First of all, let me introduce roughly what Ganglia is. Ganglia is a scalable distributed monitoring system for high-performance computing systems such as clusters and Grids (taken from http://ganglia.sourceforge.net homepage). So basically it is for people who want to have an idea what their bunch of super-computers are doing as a whole (it monitors nodes as individuals too).
I have been using Ganglia to monitor clusters, but I had it installed on every master node of the clusters, so basically to check how let’s say ClusterX was doing I had to go onto master node’s Ganglia web interface and browse through it, which is not very practical. So I decided to move Ganglia web interface on to a single master node and have different clusters stats separately, but from within a single web interface.

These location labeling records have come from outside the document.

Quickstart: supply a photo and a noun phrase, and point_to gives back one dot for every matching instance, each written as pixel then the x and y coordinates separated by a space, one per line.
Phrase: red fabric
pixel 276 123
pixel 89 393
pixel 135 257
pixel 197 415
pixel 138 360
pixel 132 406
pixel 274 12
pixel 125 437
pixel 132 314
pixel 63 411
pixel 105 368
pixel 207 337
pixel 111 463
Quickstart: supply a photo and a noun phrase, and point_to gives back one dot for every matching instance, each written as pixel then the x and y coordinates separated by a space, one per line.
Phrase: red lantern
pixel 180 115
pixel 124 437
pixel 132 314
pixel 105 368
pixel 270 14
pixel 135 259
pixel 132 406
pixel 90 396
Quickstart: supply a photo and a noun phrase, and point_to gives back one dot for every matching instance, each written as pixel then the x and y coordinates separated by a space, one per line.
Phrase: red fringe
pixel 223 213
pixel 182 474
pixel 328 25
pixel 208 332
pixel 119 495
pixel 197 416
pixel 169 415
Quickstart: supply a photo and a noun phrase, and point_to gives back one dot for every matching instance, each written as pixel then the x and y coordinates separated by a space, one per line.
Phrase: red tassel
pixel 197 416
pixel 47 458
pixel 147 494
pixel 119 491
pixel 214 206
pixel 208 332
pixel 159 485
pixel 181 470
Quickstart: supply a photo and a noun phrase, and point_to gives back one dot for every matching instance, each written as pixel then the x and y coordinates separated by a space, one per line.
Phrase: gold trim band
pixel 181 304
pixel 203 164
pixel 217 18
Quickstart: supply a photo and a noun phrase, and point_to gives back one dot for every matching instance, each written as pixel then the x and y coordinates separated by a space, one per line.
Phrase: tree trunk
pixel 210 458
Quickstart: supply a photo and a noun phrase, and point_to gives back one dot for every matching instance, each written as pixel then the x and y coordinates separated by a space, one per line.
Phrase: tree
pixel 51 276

I poked around for an easy way of doing that, but could not find any clear
documentation (I know, my search skills do suck). I was also told on IRC
#ganglia
, that I needed separate gmond
processes on the Ganglia master node for every single cluster I wanted to
monitor separately, which kind of made sense, which I obviously tried to
accomplish. So guess what? - It didn’t work (maybe because I have not read
official Ganglia documentationm which is not very detailed anyway IMHO), so I
got totally confused about the way Ganglia works and gathers data from
various nodes.
I thought I will share with you how I got what I originally wanted to achieve.
Ganglia monitoring suite consists of three main parts: gmond
, gmetad
and
web interface, usually called ganglia-web
. Long story short:
-
gmond
is a daemon which needs to sit on every single node which needs to be monitored, gather monitoring statistics, send as well as receive the stats to and from within the same multicast or unicast channel -
gmetad
- a collector deamon which needs to run on the actualGanglia
master node, normally it goes together with web interface. -
ganglia-web
- this component explains itself - it is a bunch of php scripts.
I will not explain how to install Ganglia or how to set up a web server to serve web UI etc - I believe it is very simple. Instead I will try to explain a bit more complex setup. Let’s start from visual stuff - an imaginary setup of one’s network of clusters:
[
As you can see from the diagram above, let’s say we have three clusters on the same broadcast (same network), but instead of having three separate Ganglia web interfaces and gmetad collector daemons we can have one on node0.c1 node, which then can collect stats from three different unicast (in our case) channels.
So what components are needed on what server:
ganglia-gmond
is needed on every single nodeganglia-gmetad
andganglia-web
is needed onnode0.c1
only (let’s say we want to dedicatenode0.c1
as a Ganglia web interface and stats collector)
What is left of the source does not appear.